This month’s natural gas bill will be a little higher for Atmos Energy customers, even though Denton and many other Texas cities have denied the company’s latest rate increase.
Atmos has appealed the denials to the Texas Railroad Commission, which is expected to hear the rate case in September, according to Austin-area attorney Alfred Herrera, whose firm Herrera & Boyle is representing Denton and 56 other cities in the dispute.
Last month, more than 130 cities refused the company’s request for another $45.6 million in revenue. The request translates into a nearly 10 percent rate increase for residential customers, or $2.02 per month for the average ratepayer. Commercial and industrial customers will likely see their bills increase a little more than 10 percent.
A consulting firm reviewed the data supporting the company’s rate increase and determined the amount wasn’t warranted, Herrera said.
“That’s what we’ll be debating at the railroad commission,” Herrera said.
“We believe the increase should be something less.”
Atmos’ media relations office did not return calls for comment Monday.
According to city documents, UtiliTech, a Pennsylvania company that specializes rate case analysis, determined that Atmos warranted an increase worth $26.6 million, at most. The firm noted at least nine items where Atmos, which has posted record profits in recent years, failed to prove that the additional money was needed from ratepayers. Among those items were unexplained cost overruns, uncollectable revenue lost in a new billing system, corporate image advertising, executive bonuses and other employee benefits.
The rate increase is the company’s third request since 2012 and the second in less than a year with Denton and the other member cities of Atmos Texas Municipalities.

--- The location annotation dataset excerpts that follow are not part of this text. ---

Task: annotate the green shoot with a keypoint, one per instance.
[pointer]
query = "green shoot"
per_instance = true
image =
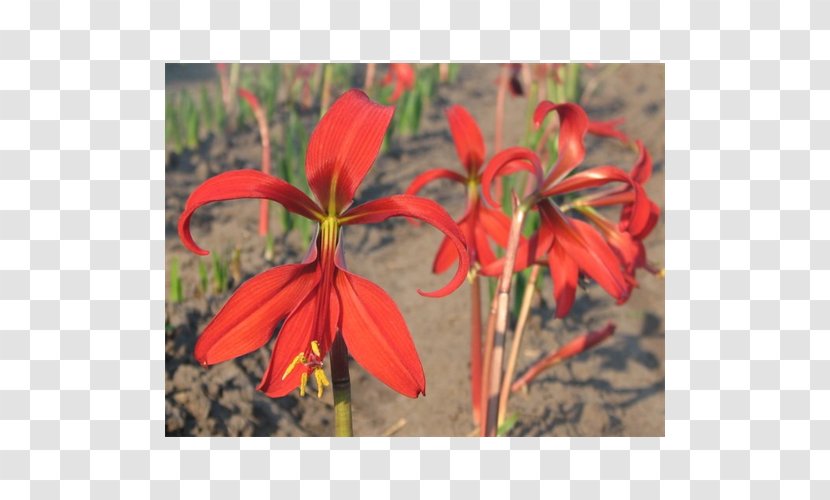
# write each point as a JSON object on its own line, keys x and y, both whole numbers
{"x": 220, "y": 275}
{"x": 176, "y": 295}
{"x": 203, "y": 279}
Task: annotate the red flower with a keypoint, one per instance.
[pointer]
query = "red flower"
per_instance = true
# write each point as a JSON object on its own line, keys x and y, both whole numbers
{"x": 402, "y": 75}
{"x": 568, "y": 245}
{"x": 627, "y": 243}
{"x": 319, "y": 298}
{"x": 478, "y": 222}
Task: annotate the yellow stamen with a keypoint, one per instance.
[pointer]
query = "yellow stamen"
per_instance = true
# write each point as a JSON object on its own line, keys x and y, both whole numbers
{"x": 322, "y": 381}
{"x": 303, "y": 383}
{"x": 300, "y": 358}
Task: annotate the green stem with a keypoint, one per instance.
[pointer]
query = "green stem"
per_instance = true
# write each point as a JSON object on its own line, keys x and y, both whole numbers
{"x": 341, "y": 387}
{"x": 325, "y": 98}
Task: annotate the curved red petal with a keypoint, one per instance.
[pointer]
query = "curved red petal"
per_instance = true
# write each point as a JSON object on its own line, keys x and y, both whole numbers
{"x": 515, "y": 157}
{"x": 593, "y": 177}
{"x": 608, "y": 129}
{"x": 640, "y": 220}
{"x": 243, "y": 184}
{"x": 589, "y": 250}
{"x": 447, "y": 254}
{"x": 431, "y": 175}
{"x": 422, "y": 209}
{"x": 641, "y": 172}
{"x": 469, "y": 143}
{"x": 565, "y": 275}
{"x": 376, "y": 335}
{"x": 484, "y": 253}
{"x": 444, "y": 257}
{"x": 247, "y": 321}
{"x": 301, "y": 327}
{"x": 343, "y": 147}
{"x": 573, "y": 125}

In January 2012, Atmos requested an increase of $49.1 million, about half of which was eventually granted by the railroad commission.
In July 2013, Atmos came back to the member cities asking for a system-wide increase of $22.7 million, which was negotiated down to $16.6 million by the cities that fought the increase.

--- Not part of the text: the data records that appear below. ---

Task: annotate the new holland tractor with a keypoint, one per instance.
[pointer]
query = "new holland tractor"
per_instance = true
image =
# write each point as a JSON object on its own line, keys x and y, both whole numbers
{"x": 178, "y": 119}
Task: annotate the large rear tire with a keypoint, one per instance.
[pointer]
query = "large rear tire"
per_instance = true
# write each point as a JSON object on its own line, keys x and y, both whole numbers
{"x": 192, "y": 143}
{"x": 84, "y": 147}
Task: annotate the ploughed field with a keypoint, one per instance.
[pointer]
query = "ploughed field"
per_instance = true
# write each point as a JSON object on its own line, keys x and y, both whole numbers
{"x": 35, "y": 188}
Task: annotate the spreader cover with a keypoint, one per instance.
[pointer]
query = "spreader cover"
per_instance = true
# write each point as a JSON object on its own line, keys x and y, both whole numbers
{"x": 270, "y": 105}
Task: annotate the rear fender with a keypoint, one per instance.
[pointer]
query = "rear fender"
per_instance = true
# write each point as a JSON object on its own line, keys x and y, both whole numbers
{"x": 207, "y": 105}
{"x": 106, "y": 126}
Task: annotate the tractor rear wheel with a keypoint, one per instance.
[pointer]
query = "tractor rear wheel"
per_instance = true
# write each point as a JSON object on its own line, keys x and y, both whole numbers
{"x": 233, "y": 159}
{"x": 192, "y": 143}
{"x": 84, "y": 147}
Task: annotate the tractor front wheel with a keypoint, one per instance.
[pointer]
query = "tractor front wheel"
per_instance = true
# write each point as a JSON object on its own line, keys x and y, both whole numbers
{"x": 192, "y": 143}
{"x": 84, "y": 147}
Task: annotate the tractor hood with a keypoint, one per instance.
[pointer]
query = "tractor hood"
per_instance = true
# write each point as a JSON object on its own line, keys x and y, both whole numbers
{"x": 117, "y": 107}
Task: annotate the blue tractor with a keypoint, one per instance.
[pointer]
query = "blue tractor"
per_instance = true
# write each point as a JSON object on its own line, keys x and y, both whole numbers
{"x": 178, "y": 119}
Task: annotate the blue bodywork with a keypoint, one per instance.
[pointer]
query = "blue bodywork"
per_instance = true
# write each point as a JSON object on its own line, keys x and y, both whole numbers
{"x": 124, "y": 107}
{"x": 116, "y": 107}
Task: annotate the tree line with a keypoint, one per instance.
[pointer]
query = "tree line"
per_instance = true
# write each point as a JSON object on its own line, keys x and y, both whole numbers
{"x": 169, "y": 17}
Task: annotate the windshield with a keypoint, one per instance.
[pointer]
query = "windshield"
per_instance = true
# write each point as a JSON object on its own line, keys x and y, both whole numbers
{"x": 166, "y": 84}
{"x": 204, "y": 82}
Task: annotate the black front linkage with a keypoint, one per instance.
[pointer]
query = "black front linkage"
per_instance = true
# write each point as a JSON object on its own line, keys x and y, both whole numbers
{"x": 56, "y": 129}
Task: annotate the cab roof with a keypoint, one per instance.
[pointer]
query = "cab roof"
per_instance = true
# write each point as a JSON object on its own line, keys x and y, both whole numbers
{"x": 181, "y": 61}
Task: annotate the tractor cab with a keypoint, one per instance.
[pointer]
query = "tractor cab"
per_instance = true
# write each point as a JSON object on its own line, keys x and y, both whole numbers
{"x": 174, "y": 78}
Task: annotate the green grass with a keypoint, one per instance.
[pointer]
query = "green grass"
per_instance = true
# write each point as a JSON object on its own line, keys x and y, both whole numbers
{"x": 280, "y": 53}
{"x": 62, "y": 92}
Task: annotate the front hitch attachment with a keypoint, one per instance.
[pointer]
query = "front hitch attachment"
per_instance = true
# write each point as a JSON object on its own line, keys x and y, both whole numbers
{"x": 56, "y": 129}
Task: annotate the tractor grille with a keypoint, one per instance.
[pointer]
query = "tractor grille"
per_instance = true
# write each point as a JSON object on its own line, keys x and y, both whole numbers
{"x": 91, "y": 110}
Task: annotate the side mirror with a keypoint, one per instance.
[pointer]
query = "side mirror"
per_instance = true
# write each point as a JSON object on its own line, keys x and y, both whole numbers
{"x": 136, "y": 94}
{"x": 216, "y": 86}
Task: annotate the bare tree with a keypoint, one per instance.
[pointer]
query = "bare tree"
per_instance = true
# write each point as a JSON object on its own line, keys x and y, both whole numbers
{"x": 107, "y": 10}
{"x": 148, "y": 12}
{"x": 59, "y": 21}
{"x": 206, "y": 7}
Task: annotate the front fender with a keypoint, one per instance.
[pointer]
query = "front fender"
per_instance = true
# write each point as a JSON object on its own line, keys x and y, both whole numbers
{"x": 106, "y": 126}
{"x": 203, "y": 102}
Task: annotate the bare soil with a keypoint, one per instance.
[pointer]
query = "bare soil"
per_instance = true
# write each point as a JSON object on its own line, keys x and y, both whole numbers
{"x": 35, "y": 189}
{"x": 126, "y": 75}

Atmos Texas Municipalities is one of two coalition groups statewide that work together on rate cases, according to Denton Mayor Chris Watts. Member cities benefit from sharing costs with other cities in fighting a rate increase on behalf of residents.
“These are costs that would be born anyways, especially the expert analysis — that’s expensive,” Watts said.
Atmos’ latest request was filed in February. Should the railroad commission deny all or part of the increase on appeal, Atmos customers would likely see a refund of their over-payments this fall.